Off. . . on! From frustratingly fishless to ‘eyes on every line — with virtually nothing in between. How do the fish all know to become active at the same time?
Sometimes walleyes seemingly refuse to bite, even when you’re in the right place, with your baits or lures dancing in front of their eyeballs. Then a little thing like a changing light level sets in, and the fish go wild. And not just on Mille Lacs. Nearly anywhere walleyes swim, they react to changing conditions and become active when conditions are ripe for easy and successful feeding.
Shallow locations accentuate the low-light bite phenomenon. In early spring, for example, walleyes near spawning grounds often are shallower than most people think. Anglers, programmed to fish changes in the physical environment, frequently proceed to the first drop-off outside spawning grounds — typically a good pattern because the first adjacent depth change should collect fish. It might be the proper choice and produce good walleyes during the day. Walleyes, however, may not have the same preconceived notion.
If food and cover are available atop shallow flats, walleyes may linger there, relatively inactive during midday, until the sun begins to set.
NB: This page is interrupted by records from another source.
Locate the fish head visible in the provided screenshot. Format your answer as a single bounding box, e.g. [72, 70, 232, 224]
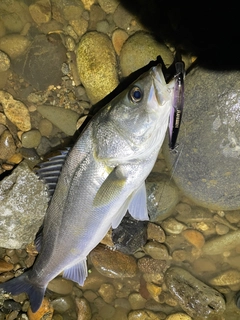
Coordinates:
[109, 64, 174, 154]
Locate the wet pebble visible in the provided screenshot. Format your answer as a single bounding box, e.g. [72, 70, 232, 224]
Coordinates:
[14, 34, 66, 90]
[225, 210, 240, 223]
[166, 312, 192, 320]
[0, 91, 31, 131]
[182, 229, 205, 249]
[90, 245, 137, 278]
[112, 29, 128, 55]
[147, 222, 166, 243]
[21, 129, 41, 148]
[128, 310, 164, 320]
[209, 270, 240, 286]
[120, 31, 173, 77]
[51, 296, 74, 313]
[98, 0, 119, 14]
[162, 218, 186, 234]
[143, 241, 169, 260]
[76, 32, 118, 103]
[165, 267, 225, 318]
[98, 283, 115, 303]
[138, 257, 168, 274]
[202, 230, 240, 255]
[38, 119, 53, 137]
[0, 51, 10, 72]
[0, 130, 16, 160]
[112, 214, 147, 254]
[192, 258, 218, 273]
[75, 298, 92, 320]
[48, 277, 73, 294]
[0, 259, 14, 273]
[27, 297, 54, 320]
[216, 223, 229, 236]
[0, 34, 30, 59]
[37, 105, 80, 136]
[146, 172, 179, 222]
[128, 292, 147, 310]
[29, 0, 51, 24]
[0, 162, 49, 249]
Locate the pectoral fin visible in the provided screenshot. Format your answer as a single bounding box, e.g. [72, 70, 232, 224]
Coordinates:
[128, 183, 149, 220]
[93, 167, 127, 207]
[63, 259, 88, 286]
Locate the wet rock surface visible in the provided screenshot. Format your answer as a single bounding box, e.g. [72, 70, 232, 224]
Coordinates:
[165, 267, 225, 317]
[0, 163, 48, 249]
[0, 0, 240, 320]
[165, 67, 240, 210]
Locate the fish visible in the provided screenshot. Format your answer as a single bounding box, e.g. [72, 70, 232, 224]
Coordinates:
[169, 55, 185, 150]
[0, 60, 175, 313]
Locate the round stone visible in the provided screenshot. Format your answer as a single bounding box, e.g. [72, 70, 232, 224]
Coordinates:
[76, 32, 118, 103]
[163, 67, 240, 210]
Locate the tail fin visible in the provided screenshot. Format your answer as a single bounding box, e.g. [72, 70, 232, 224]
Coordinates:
[0, 270, 46, 312]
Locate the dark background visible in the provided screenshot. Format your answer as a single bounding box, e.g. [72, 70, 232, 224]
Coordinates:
[121, 0, 240, 69]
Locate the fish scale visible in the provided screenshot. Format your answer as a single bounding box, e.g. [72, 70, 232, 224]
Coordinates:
[0, 60, 175, 312]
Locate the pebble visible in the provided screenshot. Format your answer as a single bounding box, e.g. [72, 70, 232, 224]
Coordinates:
[21, 129, 41, 148]
[0, 34, 31, 59]
[164, 67, 240, 211]
[209, 269, 240, 286]
[128, 292, 147, 310]
[51, 296, 75, 313]
[138, 257, 168, 273]
[90, 245, 137, 278]
[0, 162, 49, 249]
[38, 119, 53, 137]
[76, 32, 118, 104]
[192, 258, 217, 273]
[14, 34, 66, 90]
[143, 241, 169, 260]
[216, 223, 229, 236]
[47, 277, 73, 295]
[113, 5, 141, 34]
[0, 130, 16, 160]
[182, 229, 205, 249]
[147, 282, 162, 302]
[120, 28, 173, 77]
[0, 259, 14, 273]
[128, 310, 164, 320]
[175, 202, 192, 215]
[166, 312, 192, 320]
[165, 267, 225, 318]
[75, 298, 92, 320]
[98, 283, 115, 303]
[202, 230, 240, 255]
[162, 218, 186, 234]
[146, 172, 179, 223]
[112, 29, 128, 55]
[0, 90, 31, 131]
[112, 214, 147, 254]
[147, 222, 166, 243]
[98, 0, 119, 14]
[29, 0, 51, 24]
[225, 210, 240, 223]
[0, 51, 10, 72]
[37, 105, 80, 136]
[27, 297, 54, 320]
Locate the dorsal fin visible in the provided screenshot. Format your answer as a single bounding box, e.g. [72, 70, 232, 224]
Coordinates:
[35, 148, 70, 197]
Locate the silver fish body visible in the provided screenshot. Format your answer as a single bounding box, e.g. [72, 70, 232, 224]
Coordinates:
[0, 65, 174, 312]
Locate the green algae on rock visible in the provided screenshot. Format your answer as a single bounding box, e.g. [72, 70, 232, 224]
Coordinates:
[76, 32, 118, 103]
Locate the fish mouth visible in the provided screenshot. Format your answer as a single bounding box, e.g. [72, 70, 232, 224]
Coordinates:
[151, 64, 175, 106]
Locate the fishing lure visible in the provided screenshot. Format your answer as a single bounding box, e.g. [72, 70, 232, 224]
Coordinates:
[169, 55, 185, 150]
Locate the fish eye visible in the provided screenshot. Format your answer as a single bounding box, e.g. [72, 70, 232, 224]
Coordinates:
[129, 86, 143, 103]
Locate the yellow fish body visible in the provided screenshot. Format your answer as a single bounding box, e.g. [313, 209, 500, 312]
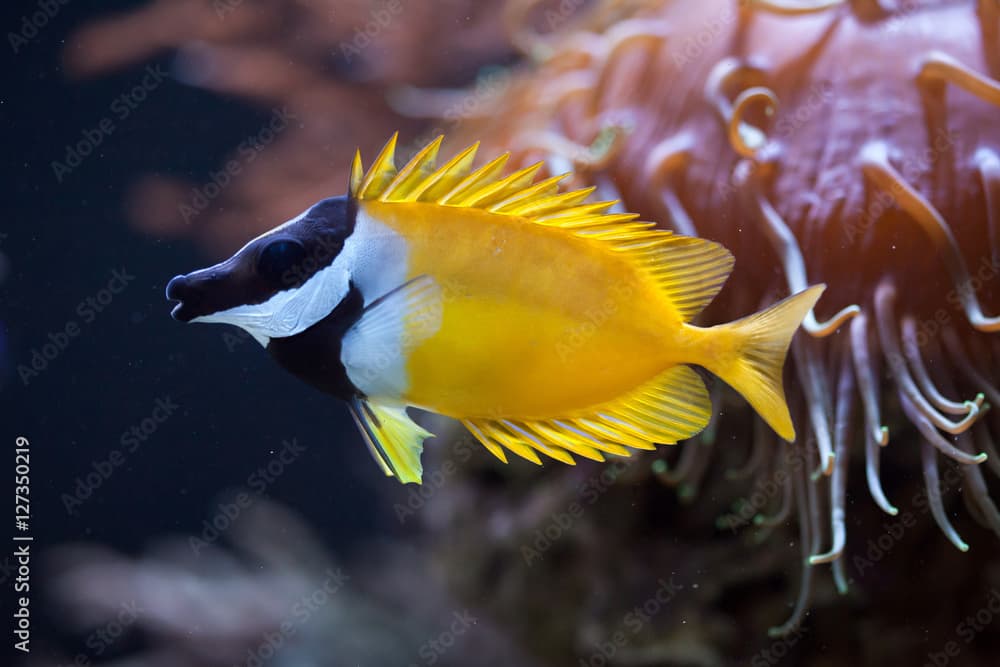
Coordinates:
[168, 137, 823, 482]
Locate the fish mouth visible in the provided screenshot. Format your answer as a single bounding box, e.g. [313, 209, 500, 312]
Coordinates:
[166, 276, 195, 322]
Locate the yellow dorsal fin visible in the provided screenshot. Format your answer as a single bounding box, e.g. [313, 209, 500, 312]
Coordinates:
[350, 399, 434, 484]
[379, 134, 444, 202]
[355, 132, 399, 200]
[351, 135, 733, 322]
[463, 366, 712, 464]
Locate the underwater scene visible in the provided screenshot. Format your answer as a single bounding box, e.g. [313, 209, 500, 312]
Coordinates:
[0, 0, 1000, 667]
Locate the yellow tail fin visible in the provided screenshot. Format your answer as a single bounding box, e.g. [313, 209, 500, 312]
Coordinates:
[708, 285, 826, 442]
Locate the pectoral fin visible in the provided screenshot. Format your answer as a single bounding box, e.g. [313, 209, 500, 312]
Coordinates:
[350, 398, 434, 484]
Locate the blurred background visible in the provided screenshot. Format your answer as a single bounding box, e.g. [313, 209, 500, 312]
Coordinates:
[0, 0, 1000, 667]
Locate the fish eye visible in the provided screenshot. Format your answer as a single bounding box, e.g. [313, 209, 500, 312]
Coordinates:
[257, 239, 306, 285]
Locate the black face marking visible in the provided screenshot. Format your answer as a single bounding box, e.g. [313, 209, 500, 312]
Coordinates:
[267, 284, 365, 400]
[166, 195, 357, 322]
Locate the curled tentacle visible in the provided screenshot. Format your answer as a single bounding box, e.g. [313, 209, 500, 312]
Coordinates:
[753, 188, 861, 338]
[851, 313, 889, 447]
[902, 315, 985, 415]
[643, 132, 698, 236]
[920, 440, 969, 551]
[809, 344, 854, 568]
[726, 419, 775, 480]
[917, 51, 1000, 106]
[975, 148, 1000, 269]
[875, 280, 981, 436]
[705, 58, 778, 163]
[865, 418, 899, 516]
[792, 339, 835, 478]
[767, 445, 818, 637]
[861, 142, 1000, 332]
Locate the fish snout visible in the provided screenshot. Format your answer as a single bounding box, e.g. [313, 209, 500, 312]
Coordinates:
[166, 276, 202, 322]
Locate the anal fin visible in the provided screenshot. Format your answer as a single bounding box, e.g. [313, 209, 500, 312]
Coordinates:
[464, 365, 712, 464]
[350, 398, 434, 484]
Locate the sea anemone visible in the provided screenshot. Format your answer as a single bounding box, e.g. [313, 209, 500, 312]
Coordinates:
[69, 0, 1000, 652]
[446, 0, 1000, 635]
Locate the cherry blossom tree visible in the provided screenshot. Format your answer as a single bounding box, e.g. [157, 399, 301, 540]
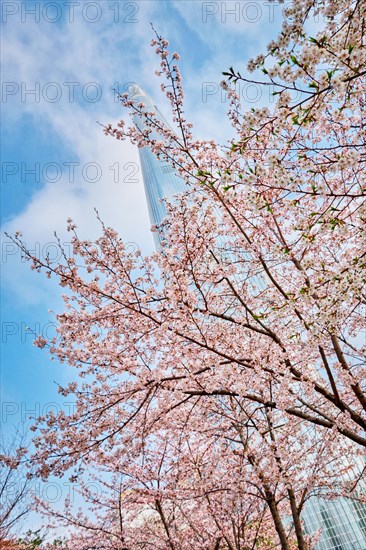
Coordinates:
[7, 0, 366, 550]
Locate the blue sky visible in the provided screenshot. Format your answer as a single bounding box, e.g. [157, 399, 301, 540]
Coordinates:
[1, 0, 282, 532]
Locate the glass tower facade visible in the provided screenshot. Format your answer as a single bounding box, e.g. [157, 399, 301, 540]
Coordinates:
[130, 86, 366, 550]
[130, 85, 187, 250]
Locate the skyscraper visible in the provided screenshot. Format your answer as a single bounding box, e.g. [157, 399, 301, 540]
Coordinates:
[131, 86, 366, 550]
[130, 85, 187, 250]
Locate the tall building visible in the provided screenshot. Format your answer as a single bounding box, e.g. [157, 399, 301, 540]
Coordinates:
[130, 85, 187, 250]
[131, 86, 366, 550]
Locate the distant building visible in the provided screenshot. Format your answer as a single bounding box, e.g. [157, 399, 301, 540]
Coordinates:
[131, 86, 366, 550]
[131, 86, 187, 250]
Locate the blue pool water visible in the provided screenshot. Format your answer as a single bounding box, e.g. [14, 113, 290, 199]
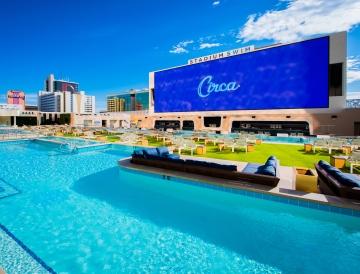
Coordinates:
[40, 136, 99, 146]
[0, 141, 360, 273]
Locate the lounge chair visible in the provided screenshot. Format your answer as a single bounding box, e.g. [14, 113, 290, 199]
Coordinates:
[351, 138, 360, 150]
[348, 151, 360, 173]
[131, 147, 280, 187]
[315, 160, 360, 200]
[178, 139, 197, 156]
[313, 139, 329, 153]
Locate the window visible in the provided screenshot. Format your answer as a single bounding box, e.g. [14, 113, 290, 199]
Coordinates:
[204, 116, 221, 127]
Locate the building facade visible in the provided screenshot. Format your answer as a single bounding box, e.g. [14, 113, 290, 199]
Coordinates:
[38, 74, 95, 113]
[7, 90, 25, 109]
[132, 32, 360, 136]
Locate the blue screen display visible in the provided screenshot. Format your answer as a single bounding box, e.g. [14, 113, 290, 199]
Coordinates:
[154, 37, 329, 112]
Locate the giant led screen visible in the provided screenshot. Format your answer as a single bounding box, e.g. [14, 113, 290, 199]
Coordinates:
[154, 37, 329, 112]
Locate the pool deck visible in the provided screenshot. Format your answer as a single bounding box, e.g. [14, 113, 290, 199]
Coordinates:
[119, 156, 360, 213]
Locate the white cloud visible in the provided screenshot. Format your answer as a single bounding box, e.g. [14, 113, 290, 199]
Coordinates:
[347, 56, 360, 84]
[237, 0, 360, 42]
[199, 43, 221, 49]
[169, 40, 194, 54]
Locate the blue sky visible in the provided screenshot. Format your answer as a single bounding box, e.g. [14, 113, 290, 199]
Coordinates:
[0, 0, 360, 110]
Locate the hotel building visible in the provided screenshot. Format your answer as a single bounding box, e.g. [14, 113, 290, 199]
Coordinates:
[127, 32, 360, 136]
[6, 90, 25, 109]
[38, 74, 95, 113]
[107, 89, 149, 112]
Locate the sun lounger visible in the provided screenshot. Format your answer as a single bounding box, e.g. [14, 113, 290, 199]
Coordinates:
[315, 160, 360, 200]
[131, 147, 280, 187]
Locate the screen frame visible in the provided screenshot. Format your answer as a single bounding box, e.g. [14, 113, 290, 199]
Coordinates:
[152, 35, 330, 113]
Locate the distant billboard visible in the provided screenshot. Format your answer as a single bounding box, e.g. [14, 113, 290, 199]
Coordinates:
[7, 90, 25, 108]
[154, 37, 329, 112]
[54, 80, 79, 93]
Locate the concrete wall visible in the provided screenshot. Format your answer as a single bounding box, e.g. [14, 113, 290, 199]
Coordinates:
[136, 109, 360, 136]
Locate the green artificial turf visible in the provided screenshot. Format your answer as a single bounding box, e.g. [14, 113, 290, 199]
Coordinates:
[148, 138, 348, 170]
[197, 143, 330, 168]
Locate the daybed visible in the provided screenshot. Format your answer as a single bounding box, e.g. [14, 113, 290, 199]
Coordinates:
[131, 147, 280, 186]
[315, 160, 360, 200]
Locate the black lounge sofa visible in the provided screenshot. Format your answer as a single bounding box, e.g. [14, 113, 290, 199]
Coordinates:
[315, 160, 360, 200]
[131, 147, 280, 187]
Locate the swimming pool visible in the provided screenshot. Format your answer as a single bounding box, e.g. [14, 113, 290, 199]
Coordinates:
[39, 136, 100, 147]
[0, 141, 360, 273]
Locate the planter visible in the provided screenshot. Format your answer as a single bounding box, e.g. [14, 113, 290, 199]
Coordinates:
[295, 168, 319, 193]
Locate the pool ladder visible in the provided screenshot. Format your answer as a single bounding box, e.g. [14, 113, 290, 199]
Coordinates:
[59, 142, 78, 153]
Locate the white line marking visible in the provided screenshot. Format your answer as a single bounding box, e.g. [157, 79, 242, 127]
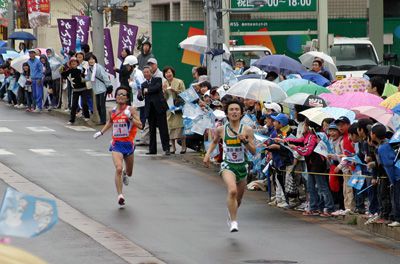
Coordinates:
[0, 127, 12, 133]
[80, 149, 111, 157]
[65, 126, 96, 132]
[29, 149, 56, 156]
[27, 127, 55, 132]
[0, 163, 165, 264]
[0, 149, 15, 156]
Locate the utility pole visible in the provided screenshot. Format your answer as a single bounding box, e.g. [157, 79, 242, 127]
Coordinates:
[222, 0, 231, 47]
[90, 0, 104, 65]
[7, 0, 15, 48]
[368, 0, 384, 60]
[204, 0, 224, 86]
[318, 0, 328, 53]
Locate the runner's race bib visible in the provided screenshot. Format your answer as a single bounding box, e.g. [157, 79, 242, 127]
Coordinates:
[113, 123, 129, 138]
[225, 146, 245, 163]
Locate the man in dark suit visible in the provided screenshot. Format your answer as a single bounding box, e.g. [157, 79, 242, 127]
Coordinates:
[138, 66, 170, 156]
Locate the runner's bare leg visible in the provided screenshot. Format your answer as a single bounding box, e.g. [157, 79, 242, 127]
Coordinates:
[112, 151, 124, 194]
[222, 170, 238, 221]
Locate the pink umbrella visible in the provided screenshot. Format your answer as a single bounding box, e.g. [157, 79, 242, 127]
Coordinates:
[328, 77, 371, 94]
[319, 92, 383, 110]
[350, 106, 394, 129]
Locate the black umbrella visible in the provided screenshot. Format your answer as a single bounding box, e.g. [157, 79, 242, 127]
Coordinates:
[365, 65, 400, 77]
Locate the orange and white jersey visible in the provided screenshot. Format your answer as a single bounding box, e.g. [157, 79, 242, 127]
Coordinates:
[111, 106, 137, 142]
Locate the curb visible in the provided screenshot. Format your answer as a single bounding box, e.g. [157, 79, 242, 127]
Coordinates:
[19, 104, 400, 241]
[342, 215, 400, 241]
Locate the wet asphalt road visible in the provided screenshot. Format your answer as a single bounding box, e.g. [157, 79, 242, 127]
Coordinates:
[0, 103, 400, 264]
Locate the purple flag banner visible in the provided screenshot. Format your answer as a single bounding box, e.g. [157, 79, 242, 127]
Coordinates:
[104, 28, 115, 76]
[57, 19, 78, 53]
[118, 23, 138, 58]
[72, 16, 90, 44]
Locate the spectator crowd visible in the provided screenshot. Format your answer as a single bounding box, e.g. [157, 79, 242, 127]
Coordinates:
[0, 39, 400, 227]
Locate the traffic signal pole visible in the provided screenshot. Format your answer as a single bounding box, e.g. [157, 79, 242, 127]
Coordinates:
[7, 0, 15, 48]
[90, 0, 104, 65]
[318, 1, 328, 54]
[204, 0, 224, 86]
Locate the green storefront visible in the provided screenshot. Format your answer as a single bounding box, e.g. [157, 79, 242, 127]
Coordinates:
[152, 18, 400, 84]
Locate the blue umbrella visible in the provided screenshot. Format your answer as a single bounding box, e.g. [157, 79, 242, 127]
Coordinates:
[252, 55, 305, 75]
[300, 71, 331, 87]
[237, 73, 265, 81]
[278, 79, 310, 92]
[8, 31, 36, 40]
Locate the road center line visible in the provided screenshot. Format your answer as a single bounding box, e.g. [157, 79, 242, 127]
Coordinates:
[0, 162, 165, 264]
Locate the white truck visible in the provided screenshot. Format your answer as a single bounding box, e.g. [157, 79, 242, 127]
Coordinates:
[329, 37, 379, 80]
[229, 45, 272, 66]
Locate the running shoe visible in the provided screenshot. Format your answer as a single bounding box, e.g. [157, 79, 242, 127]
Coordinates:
[388, 221, 400, 227]
[118, 194, 125, 206]
[230, 221, 239, 233]
[122, 170, 129, 186]
[277, 201, 289, 209]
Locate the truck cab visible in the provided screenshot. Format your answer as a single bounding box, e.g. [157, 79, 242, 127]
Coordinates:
[329, 37, 379, 80]
[229, 45, 272, 66]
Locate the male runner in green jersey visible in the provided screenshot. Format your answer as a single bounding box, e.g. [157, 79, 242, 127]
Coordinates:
[203, 100, 256, 232]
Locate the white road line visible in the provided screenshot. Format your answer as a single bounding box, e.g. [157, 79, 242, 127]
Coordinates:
[65, 126, 96, 132]
[0, 163, 165, 264]
[26, 127, 55, 132]
[0, 149, 15, 156]
[0, 127, 12, 133]
[29, 149, 57, 156]
[80, 149, 111, 157]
As it sinks, diminishing light levels give walleyes a superior vision advantage over most baitfish, whose visual acuity dims along with the setting sun. As perch, for example, settle downward to rest their fins on bottom for the night, walleyes rise up and go on the prowl, scarfing up easy meals. A short burst of activity quickly satiates walleye hunger. The following afternoon, another siesta likely will precede the evening fiesta unless wind, clouds, or rain diminish sunlight penetration during daytime hours.
LURKING, LAZING, BIDING TIME TILL DINNERTIME
In spring, walleyes sometimes remain relatively shallow even if cover isn’t readily available. That’s where the warmest water is found, along with the most food. Even if weeds haven’t yet begun to sprout, there’s an incentive to remain shallow, and fish may be slow to disperse to deeper water.
I recall one Wisconsin opener when I saw a school of walleyes lying in 3 feet of clear water in a mud-bottomed, coverless bay at high noon on a bright sunny day. Apparently, they enjoyed soaking up heat in the sun-warmed shallows, despite the immediate lack of lily pad roots, sandgrass, or other nearby cover.
That’s an extreme example that’s still tough to explain, although we see northern pike react the same way on a regular basis. Had some scrubby sandgrass, broken reeds, shallow coontail remnants, flooded brush or timber, or other cover been nearby, fish behavior would have made more sense. Perhaps cover lying a hundred yards distant was nearby enough for those walleyes. And they didn’t want to bite anything tossed in their general direction.